隻當是股份暫時放在自己名下,等把公司做大做強了再還給楚楚。當年鍾楚楚困難的時候,劉雯也沒少幫忙。每次都在鍾楚楚捉襟見肘的時候及時伸出援手。那是一種患難見真情的友誼,并不是下班時一起混吃混喝的閨蜜。
雲之州劉宅。
“大姐,你們一家人是怎麽和楚州長夫人認識的?這次所謂的林氏家族,在人家楚州長面前簡直不堪一擊。前段時間我們家老張求爺爺告奶奶,可以說是世态炎涼經曆了各種人情冷暖。有些人,聽說我們家有親戚得罪了林世家族,恨不得跟我們家絕交,老死不相往來。
現在,我都能感覺到那些曾經對我退避三舍的太太們,一個個恨不得天天拉我出去逛街打麻将。說實話你們家這處房子選的真心不錯,我感覺比我們家的房子地理位置還要好。”劉雯的舅媽一臉羨慕的說道。

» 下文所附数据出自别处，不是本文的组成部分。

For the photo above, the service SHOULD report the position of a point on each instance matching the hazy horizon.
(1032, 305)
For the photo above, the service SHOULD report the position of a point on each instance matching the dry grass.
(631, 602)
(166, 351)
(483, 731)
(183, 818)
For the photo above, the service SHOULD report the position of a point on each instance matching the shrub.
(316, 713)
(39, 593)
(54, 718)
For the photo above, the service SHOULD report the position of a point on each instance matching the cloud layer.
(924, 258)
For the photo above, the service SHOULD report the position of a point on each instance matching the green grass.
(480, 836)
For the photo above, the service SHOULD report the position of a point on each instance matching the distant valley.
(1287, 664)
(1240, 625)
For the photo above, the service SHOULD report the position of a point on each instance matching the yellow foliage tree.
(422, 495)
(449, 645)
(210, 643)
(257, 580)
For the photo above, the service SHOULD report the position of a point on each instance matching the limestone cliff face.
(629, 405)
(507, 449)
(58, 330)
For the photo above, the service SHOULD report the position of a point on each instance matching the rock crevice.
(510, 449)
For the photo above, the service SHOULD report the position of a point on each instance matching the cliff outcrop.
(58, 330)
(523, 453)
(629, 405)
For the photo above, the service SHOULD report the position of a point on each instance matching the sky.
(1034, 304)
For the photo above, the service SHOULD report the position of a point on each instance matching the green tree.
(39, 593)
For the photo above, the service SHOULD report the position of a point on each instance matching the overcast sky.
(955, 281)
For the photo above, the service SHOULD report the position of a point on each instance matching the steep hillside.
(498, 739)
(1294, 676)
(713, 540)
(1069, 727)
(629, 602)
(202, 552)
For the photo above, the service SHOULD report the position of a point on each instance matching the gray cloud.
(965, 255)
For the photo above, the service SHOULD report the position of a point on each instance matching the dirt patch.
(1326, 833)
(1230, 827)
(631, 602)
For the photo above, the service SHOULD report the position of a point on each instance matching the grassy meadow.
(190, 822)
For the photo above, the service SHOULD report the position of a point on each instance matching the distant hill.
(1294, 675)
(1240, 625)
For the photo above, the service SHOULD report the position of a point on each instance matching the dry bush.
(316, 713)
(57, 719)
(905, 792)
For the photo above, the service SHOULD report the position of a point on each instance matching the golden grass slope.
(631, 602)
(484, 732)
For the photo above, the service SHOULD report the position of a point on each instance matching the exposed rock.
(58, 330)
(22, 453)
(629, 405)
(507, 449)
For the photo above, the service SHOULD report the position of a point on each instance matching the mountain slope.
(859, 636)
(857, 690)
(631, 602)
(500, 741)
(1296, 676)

“州長夫人,你是說楚楚嗎?那個孩子是個好姑娘。當年在濟州時和雯雯是同事加閨蜜。我們也沒想到她現在的身份這麽高貴。當初,隻是覺得那個孩子爲人樸實和雯雯投緣。便邀請她來家裏吃了幾次罷了。”劉雯的母親言簡意赅的說道。她可不會說出,當年自己一家人對鍾楚楚的無私幫助。
“大姐,我可真是羨慕你們家小雯,就連交朋友都這麽有眼光。據說州長夫人是徐氏家族留落在外的大小姐,去年已經認祖歸了宗。徐氏家族哎,那可是在金字塔塔尖兒上的世家大族。我聽說徐家的徐少爺最近正在相親。要是咱們小雯能入了徐夫人的眼嫁進徐家,咱們張家和劉家可就燒了高香了。”劉雯的舅媽是一個有些勢力眼的女人,爲人倒是不壞。
“你可别瞎說,那樣的世家大族,可不是咱們這些普通老百姓高攀的起的。你呀也别出去亂說話,省得讓人壞了雯雯的名聲。”劉雯的母親一臉嚴肅的說道。劉雯的舅媽撇了撇嘴,轉身去幫忙摘菜去了。忍不住暗暗埋怨自己大姑姐爲人死闆,不會爲外甥女劉雯謀劃。